Our amendments to Sec. 354.3 entail removing or amending those
paragraphs in the section that provide specific exemptions for
conveyances or passengers arriving from Canada or that have moved
solely between the United States and Canada. In the paragraphs that
provide for the prepayment of user fees for commercial trucks and
commercial railroad cars, which have applied only to such trucks and
railroad cars from Mexico due to the exemptions discussed previously
for those conveyances arriving from Canada, we have removed the words
``from Mexico'' so those prepayment provisions will apply to
conveyances arriving from both Canada and Mexico.
This interim rule does not establish any new user fees. Rather, the
same AQI user fees that apply to commercial vessels, commercial trucks,
commercial railroad cars, commercial aircraft, and international air
passengers from every other nation arriving at ports in the customs
territory of the United States will now apply to Canada as well.
In an interim rule published in the Federal Register on December 9,
2004 (69 FR 71660-71683, Docket No. 04-042-1), and effective on January
1, 2005, we amended the user fee regulations in Sec. 354.3 by
adjusting these fees. The fee adjustments were needed to recover the
costs of increased inspection activity necessitated by the events of
September 11, 2001, and to account for routine inflationary increases
in the cost of doing business. The December 2004 interim rule contained
adjusted AQI user fees for fiscal years (FYs) 2005 through 2010.
We develop user fees by determining the total annual costs to
administer each individual AQI program activity for air passengers,
commercial aircraft, trucks, railroad cars, and maritime vessels,
including direct costs for providing inspection services, and indirect
costs, such as agency overhead; the administrative costs of developing,
collecting, and monitoring AQI user fees; and an amount to maintain a
reasonable balance in reserve. We divide the total costs for each
individual program activity by the estimated volume of airline
passengers and commercial conveyances in that program activity arriving
from all destinations to calculate each individual program's user fees.

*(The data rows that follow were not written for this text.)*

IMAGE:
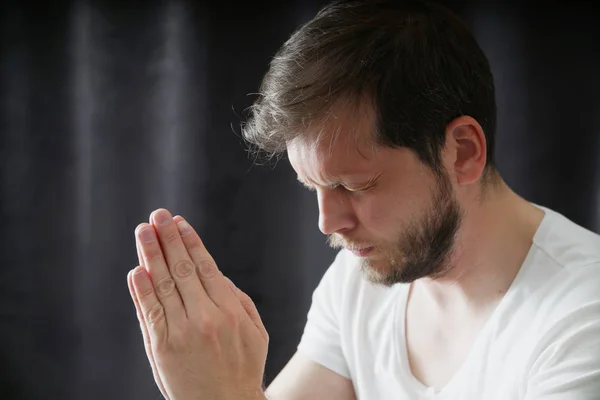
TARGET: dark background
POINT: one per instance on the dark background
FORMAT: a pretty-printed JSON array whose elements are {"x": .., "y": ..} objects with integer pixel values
[{"x": 112, "y": 109}]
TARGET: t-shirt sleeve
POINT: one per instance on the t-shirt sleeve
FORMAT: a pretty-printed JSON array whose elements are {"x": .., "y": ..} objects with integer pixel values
[
  {"x": 569, "y": 366},
  {"x": 321, "y": 339}
]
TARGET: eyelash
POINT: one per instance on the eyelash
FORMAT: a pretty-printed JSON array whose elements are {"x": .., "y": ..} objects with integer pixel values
[{"x": 353, "y": 192}]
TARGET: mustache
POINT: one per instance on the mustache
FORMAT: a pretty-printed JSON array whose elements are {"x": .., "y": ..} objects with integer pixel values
[{"x": 336, "y": 241}]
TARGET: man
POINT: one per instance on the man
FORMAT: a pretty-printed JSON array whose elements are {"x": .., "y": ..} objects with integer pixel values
[{"x": 448, "y": 285}]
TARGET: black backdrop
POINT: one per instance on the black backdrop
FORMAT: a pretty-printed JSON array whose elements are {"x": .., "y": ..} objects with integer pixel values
[{"x": 112, "y": 109}]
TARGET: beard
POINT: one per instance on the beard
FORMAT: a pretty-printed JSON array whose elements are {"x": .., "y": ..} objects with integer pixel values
[{"x": 424, "y": 246}]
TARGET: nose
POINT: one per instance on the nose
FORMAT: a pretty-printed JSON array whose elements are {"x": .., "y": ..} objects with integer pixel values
[{"x": 335, "y": 212}]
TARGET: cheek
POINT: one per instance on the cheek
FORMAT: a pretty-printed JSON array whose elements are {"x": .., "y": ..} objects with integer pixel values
[{"x": 375, "y": 213}]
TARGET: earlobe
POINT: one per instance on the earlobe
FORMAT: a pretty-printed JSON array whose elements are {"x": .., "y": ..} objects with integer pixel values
[{"x": 467, "y": 140}]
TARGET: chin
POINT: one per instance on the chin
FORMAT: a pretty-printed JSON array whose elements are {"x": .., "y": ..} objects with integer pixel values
[{"x": 377, "y": 272}]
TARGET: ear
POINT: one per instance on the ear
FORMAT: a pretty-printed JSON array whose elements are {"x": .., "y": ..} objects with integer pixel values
[{"x": 466, "y": 147}]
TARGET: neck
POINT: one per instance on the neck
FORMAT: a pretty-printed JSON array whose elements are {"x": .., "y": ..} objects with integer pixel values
[{"x": 492, "y": 243}]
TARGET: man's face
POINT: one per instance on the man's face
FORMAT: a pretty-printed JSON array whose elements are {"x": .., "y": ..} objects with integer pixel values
[{"x": 384, "y": 204}]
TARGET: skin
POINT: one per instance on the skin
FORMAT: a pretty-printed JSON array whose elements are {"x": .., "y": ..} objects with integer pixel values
[
  {"x": 453, "y": 289},
  {"x": 204, "y": 337}
]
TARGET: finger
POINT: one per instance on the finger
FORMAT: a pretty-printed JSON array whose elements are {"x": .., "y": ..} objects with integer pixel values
[
  {"x": 212, "y": 279},
  {"x": 152, "y": 310},
  {"x": 164, "y": 285},
  {"x": 180, "y": 265},
  {"x": 250, "y": 308},
  {"x": 144, "y": 329}
]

Depending on the type of commodity or the agricultural risks associated
with the region from which a conveyance or passenger originates, the
inspection process may take only a few minutes or it can be quite
extensive. These factors vary considerably from port to port and season
to season; however, our fees do not. The number of variables which
determine the amount of service or length of time required to provide
service is virtually infinite. A system
[[Page 50324]]
that attempted to account for all these variables would be unwieldy and
expensive to administer and would require that additional expenses be
included in the fee calculations.
AQI user fees are spent only on AQI-related activities-in this
case, establishing a workforce on the U.S./Canadian border commensurate
with the volume of traffic that is sufficient to implement and maintain
an inspection program on that border. Internal recordkeeping ensures
that revenues received from air passengers and each mode of
transportation are properly recorded and utilized. While AQI revenues
all go into one AQI account, they are applied to specific activities.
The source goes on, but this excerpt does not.